One widely used piece of equipment, for example, is manufactured by
S. S. White, Long Island, N.Y. A flow of air containing particles
of an abrasive material such as aluminum oxide, for example, is
directed at the side of the core opposite the side of the core on
which the conductor 1 is wound until sufficient core material is
removed to form an air gap 7. The abrasive particles wear away the
core material until the air-abrasive blast removes the desired
amount of material from the core. An air gap or cut as small as
0.002 inch in width can be formed in the core in this manner. The
air gap is then widened by further air-abrasive blasting until the
inductance is decreased to the desired value. When the desired
inductance is reached, the air flow is terminated either manually
or electrically by a servo-system connected between the inductance
measuring instrument and the air-abrasive unit. In circuits where
the exact inductance desired cannot be determined until the
connection of the inductor 10 in the circuit, the air-abrasive
blasting procedure, as previously explained, can be accomplished
after the inductor is wired into the circuit using certain circuit
performance characteristics as an indication of when the desired
inductance is obtained.
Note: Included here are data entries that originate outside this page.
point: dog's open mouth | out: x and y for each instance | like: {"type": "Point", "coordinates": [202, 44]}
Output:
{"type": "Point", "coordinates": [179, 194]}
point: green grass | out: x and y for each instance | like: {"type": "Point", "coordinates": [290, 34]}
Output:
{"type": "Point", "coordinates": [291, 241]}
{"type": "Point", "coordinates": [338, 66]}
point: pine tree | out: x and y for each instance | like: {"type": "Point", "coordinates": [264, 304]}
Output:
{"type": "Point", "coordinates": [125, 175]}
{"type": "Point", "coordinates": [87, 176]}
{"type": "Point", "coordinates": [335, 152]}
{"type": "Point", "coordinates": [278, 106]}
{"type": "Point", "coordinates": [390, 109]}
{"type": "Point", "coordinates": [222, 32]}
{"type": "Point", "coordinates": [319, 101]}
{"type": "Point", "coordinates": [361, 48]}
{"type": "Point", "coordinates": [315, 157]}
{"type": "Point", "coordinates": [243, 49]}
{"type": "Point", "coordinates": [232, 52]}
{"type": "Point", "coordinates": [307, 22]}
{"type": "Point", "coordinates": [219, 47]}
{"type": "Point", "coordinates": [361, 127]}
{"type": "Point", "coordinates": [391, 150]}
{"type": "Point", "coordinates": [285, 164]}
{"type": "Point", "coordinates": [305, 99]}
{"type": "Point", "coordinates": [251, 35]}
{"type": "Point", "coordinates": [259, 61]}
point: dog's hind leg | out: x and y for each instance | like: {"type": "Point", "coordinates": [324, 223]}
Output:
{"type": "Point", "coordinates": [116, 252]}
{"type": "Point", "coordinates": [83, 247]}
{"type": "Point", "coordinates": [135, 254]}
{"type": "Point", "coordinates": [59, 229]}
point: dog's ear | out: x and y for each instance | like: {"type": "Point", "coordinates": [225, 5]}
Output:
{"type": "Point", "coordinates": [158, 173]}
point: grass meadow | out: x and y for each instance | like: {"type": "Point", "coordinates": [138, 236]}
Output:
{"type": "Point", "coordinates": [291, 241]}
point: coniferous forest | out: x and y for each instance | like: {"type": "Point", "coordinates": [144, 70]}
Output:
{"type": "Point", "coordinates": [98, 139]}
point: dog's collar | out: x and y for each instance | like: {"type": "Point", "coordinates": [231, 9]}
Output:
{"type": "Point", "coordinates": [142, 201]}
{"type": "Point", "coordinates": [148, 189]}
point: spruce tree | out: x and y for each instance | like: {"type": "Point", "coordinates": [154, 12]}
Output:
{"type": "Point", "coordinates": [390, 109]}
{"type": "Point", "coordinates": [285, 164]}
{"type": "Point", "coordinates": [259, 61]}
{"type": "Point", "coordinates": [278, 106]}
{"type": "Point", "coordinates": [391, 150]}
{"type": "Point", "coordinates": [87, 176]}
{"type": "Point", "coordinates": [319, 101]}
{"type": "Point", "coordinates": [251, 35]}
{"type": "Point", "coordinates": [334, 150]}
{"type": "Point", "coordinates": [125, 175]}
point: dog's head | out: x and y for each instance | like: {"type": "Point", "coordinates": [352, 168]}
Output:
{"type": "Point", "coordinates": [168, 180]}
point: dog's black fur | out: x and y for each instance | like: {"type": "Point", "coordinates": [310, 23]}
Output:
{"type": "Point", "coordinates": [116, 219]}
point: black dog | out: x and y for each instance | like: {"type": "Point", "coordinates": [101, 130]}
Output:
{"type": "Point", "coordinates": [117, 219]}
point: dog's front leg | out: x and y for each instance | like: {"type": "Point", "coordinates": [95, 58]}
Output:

A bifilar transformer having a second
insulated conductor (not shown) wound on the core 2 in the same
relative position as conductor 1 is adjusted in the same manner as
the inductor 10. The inductance of both conductors (primary and
secondary windings) are increased simultaneously by the formation
of the air gap 7 which causes a change in the mutual inductance of
the bifilar transformer.
In FIG. 2a, a transformer in the form of a double toroid is
indicated generally by the numeral 20. The transformer 20 has
conductors 3 and 4, either wires or strips of metal, wound around
separate openings formed in the core material 5. The conductors 3
and 4 are not only mechanically separated from each other, but also
electrically and to some degree magnetically isolated as well. The
flux lines, indicated by arrows, generated by a voltage (source not
shown) placed across the terminals of the conductor 3 complete
their path by the use of the central part 6 of the core. Therefore,
there is little or no magnetic coupling between the conductors 3
and 4 at this stage of fabrication.
To magnetically couple the conductors 3 and 4, an air gap 8 is cut
with a flow of abrasive-filled air, as explained in conjunction
with FIG. 1, in the central part 6 of the core 5, as shown in FIG.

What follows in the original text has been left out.